6. This *for*-loop will generate all the rows for the table. The last thing to do is just return the output list `table`.

In [12]:
def minedit(word1, word2):
  m = len(word1) # input word
  n = len(word2) # correct word

  prior_row = firstrow(m)
  table = []
  table.append(prior_row)

  for index in range(n):
    next_row = nextrow(prior_row, word1, word2[index])
    table.append(next_row)
    prior_row = next_row
  
  return table

When you're done, try out the code block below.

In [14]:
# print_table(minedit("IDAHO","IDOL"))
# print_table(minedit("IT","TI"))
# print_table(minedit("SHRIEK","GHOST"))
# print_table(minedit("TERROR","TRERO"))


# This is my answer for Skills Day 1 Question 13
# print_table(minedit("LINGUISTICS", "LOGICIAN"))
print_table(minedit("RAY", "RO" ))

0	1	2	3	
1	0	1	2	
2	1	2	3	



Next time, we will work on using tables like this to create an automated typo-correction system. 

If you finish early here, there are a few things that would be useful to work on.
1. Try 'beautifying' the table output.
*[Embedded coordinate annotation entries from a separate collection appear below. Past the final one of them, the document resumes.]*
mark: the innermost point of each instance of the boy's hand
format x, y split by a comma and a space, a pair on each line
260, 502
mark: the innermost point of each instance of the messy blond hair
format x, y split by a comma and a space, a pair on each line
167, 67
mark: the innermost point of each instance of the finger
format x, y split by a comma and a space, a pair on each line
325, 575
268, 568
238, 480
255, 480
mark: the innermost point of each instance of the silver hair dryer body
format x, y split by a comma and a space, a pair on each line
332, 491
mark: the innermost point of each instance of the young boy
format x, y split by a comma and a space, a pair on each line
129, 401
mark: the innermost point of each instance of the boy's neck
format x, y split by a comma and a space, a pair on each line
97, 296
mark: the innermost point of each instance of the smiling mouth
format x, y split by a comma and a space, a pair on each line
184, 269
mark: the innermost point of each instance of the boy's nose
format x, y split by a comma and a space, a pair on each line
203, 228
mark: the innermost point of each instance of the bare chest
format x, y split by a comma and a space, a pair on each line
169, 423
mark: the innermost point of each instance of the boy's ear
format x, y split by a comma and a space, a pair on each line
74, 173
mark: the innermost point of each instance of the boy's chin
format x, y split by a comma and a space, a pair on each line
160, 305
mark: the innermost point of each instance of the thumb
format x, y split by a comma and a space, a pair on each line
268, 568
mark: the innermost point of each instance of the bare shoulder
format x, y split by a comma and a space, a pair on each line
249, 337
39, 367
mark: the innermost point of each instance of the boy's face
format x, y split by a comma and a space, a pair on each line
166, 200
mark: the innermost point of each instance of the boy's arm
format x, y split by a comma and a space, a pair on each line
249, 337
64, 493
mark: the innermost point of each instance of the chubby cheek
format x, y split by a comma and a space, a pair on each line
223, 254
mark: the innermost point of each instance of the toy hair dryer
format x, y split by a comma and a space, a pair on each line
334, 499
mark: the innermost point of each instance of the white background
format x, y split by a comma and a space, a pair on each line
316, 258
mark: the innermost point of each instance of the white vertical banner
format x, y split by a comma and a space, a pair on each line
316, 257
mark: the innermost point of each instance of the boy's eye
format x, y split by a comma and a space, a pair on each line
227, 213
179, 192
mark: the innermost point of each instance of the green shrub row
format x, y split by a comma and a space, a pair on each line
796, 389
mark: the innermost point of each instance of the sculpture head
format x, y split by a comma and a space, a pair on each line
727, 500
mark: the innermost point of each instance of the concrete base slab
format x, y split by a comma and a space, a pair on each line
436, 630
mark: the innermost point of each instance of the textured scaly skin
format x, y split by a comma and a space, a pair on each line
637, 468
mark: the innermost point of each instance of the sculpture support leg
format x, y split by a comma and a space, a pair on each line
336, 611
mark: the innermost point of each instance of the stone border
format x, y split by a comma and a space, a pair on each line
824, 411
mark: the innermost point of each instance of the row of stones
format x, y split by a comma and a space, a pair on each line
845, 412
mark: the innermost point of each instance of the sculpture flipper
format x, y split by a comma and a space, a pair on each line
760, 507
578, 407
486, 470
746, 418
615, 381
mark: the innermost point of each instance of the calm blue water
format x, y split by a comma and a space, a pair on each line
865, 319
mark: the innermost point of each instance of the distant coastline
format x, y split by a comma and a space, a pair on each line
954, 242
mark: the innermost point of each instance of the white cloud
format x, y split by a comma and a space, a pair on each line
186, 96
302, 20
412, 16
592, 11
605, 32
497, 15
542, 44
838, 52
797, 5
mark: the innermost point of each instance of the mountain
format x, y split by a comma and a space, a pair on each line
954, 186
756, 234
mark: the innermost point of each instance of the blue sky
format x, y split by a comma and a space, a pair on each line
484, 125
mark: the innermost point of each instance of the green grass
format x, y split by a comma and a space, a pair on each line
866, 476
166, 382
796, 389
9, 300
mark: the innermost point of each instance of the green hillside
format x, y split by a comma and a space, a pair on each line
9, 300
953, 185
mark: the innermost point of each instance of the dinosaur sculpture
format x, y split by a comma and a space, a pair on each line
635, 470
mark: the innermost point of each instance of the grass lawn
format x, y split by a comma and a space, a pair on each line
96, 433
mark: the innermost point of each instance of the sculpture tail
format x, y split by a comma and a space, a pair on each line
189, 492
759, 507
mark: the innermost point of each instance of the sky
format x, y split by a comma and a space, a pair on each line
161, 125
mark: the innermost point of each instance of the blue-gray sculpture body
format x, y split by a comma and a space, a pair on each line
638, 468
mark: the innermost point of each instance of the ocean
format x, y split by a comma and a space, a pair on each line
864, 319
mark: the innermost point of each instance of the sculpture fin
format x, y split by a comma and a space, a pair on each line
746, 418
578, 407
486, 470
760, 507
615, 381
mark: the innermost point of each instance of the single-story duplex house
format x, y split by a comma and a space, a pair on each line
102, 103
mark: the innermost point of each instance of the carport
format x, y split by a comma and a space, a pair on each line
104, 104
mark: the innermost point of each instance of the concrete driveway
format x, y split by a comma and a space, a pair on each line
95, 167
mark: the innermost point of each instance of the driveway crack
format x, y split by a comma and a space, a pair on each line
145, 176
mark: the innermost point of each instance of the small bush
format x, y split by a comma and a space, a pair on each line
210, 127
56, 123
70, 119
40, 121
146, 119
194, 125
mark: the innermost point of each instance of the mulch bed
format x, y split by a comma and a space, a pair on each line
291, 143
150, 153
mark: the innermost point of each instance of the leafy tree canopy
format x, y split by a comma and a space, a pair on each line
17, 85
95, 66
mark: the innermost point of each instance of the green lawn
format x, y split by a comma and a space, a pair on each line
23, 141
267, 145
Include letter labels for the columns and rows, using the symbol `'#'` for the beginnings of words, like we saw in the slides.
2. There are lots of ways to optimize the algorithm above. If you can think of anything, let me know; I'll give you a free point in a skill of your choosing.
3. Think about how you could modify the `substitution_penalty()` function to be sensitive to the *likelihood* of different substitutions. For instance, two letters are more likely to be substituted if they are closer on a keyboard. Substituting *R* for *T* should incur less of a penalty than substituting *P* for *Z*. If you want, I can give you a list of distances between keys.
4. Think about bringing transpositions into this system (that's like swapping *L* and *I* in *SILD* for *SLID*, or *R* and *N* in *SPNIRT* for *SPRINT*). What kind of information would you need to calculate the cost of a transposition error? Where would you call such a function in the algorithm above?